Copying the image file to Drupal
Only two tasks remain to complete this image migration: download the image and assign the uri
property of the file entity. Luckily, both steps can be accomplished at the same time using the file_copy plugin. The following snippet shows how to do it:
uri:
plugin: file_copy
source:
- "@psf_source_image_path"
- "@psf_destination_full_path"
file_exists: "rename"
move: FALSE
The source configuration of file_copy
plugin expects an array of two values: the URI to copy the file from and the URI to copy the file to. Optionally, you can specify what happens if a file with the same name exists in the destination directory. In this case, we are instructing the system to rename the file to prevent name clashes. The way this is done is appending the string _X
to the filename and before the file extension. The X
is a number starting with zero (0) that keeps incrementing until the filename is unique. The move
flag is also optional. If set to TRUE
it tells the system that the file should be moved instead of copied. As you can guess, Drupal does not have access to the file system in the remote server. The configuration option is shown for completeness, but does not have any effect in this example.

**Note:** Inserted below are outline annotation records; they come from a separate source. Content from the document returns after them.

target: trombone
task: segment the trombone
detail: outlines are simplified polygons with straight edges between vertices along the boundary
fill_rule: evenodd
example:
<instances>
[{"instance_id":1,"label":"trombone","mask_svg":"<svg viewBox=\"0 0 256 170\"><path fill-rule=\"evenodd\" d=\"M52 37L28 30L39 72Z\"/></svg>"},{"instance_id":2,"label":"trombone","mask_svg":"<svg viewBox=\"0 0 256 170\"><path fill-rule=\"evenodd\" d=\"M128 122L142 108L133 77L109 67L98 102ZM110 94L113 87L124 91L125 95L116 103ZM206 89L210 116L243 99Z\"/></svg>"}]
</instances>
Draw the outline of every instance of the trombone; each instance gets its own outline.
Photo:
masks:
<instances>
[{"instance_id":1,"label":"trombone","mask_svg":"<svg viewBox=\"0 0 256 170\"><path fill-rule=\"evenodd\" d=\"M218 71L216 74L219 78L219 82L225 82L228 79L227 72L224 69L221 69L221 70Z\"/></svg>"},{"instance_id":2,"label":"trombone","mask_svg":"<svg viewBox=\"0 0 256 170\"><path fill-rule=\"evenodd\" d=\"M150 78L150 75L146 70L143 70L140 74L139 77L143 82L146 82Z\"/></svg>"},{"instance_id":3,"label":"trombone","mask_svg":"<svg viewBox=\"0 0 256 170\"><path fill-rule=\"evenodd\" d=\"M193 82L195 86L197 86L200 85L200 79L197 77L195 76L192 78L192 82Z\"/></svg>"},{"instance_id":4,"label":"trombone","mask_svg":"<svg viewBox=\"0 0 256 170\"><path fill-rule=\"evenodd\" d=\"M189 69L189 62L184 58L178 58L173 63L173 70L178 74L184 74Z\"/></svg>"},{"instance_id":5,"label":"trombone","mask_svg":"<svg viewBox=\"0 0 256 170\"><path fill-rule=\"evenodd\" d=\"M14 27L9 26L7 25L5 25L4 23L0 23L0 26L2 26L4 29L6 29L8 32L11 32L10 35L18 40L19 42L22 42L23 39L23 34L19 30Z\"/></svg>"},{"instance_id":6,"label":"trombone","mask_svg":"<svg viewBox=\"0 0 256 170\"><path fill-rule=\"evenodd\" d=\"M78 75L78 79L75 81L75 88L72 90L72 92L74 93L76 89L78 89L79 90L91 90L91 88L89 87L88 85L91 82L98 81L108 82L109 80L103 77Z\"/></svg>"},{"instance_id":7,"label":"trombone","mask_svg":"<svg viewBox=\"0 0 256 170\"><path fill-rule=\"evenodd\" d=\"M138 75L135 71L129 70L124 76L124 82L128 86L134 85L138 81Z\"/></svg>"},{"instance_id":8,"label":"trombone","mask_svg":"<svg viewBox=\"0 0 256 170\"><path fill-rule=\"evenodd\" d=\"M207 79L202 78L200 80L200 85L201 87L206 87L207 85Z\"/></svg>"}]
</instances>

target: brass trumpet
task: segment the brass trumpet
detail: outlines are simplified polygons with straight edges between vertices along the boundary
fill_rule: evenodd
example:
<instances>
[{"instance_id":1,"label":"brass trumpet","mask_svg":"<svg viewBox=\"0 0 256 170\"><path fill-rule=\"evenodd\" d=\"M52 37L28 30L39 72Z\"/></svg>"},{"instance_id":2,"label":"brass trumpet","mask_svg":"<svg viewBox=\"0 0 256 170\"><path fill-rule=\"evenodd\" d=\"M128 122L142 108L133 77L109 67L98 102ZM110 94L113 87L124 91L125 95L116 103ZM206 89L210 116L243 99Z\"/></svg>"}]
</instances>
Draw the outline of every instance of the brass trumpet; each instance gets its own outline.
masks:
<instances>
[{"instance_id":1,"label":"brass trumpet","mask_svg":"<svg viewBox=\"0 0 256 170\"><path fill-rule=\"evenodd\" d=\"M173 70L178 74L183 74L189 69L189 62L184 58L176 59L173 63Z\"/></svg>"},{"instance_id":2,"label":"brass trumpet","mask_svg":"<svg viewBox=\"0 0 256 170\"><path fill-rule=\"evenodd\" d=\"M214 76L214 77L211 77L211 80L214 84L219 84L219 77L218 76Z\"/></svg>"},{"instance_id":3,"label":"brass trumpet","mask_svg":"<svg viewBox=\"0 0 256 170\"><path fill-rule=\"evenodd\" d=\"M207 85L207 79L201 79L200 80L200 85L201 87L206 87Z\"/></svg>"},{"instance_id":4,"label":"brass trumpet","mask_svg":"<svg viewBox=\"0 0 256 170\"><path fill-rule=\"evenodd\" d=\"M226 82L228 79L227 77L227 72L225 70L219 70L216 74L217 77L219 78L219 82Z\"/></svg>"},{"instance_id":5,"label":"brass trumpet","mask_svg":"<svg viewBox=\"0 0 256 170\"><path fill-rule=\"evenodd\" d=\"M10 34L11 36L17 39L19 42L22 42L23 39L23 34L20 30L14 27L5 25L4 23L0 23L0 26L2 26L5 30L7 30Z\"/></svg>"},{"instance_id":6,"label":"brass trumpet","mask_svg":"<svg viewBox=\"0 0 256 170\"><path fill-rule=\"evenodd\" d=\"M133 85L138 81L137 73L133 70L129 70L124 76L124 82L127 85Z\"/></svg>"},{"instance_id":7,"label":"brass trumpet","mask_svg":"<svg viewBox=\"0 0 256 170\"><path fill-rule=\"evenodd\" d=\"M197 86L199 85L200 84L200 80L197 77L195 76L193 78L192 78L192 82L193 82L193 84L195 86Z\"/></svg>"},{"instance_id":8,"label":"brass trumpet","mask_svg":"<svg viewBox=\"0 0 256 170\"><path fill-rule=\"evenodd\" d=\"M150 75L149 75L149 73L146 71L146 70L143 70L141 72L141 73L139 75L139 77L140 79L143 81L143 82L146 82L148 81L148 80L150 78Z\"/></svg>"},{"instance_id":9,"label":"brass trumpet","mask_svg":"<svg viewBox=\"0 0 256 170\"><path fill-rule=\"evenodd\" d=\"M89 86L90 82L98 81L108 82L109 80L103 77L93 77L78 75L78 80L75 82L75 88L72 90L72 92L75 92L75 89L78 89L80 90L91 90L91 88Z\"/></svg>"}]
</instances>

In addition to downloading the image and place it inside Drupal’s file system, the file_copy
also returns the destination URI. That is why this plugin can be used to assign the uri
destination property. And that’s it, you have successfully imported images into Drupal! Clever use of the process pipeline, isn’t it? ;-)
One important thing to note is an image’s alternative text, title, width, and height are not associated with the file entity. That information is actually stored in a field of type image. This will be illustrated in the next chapter. To reiterate, the same approach to migrate images can be used to migrate any file type.
Technical note: The file entity contains other properties you can write to. For a list of available options check the baseFieldDefinitions
method of the File
class defining the entity. Note that more properties can be available up in the class hierarchy. Also, this entity does not have multiple bundles like the node entity does.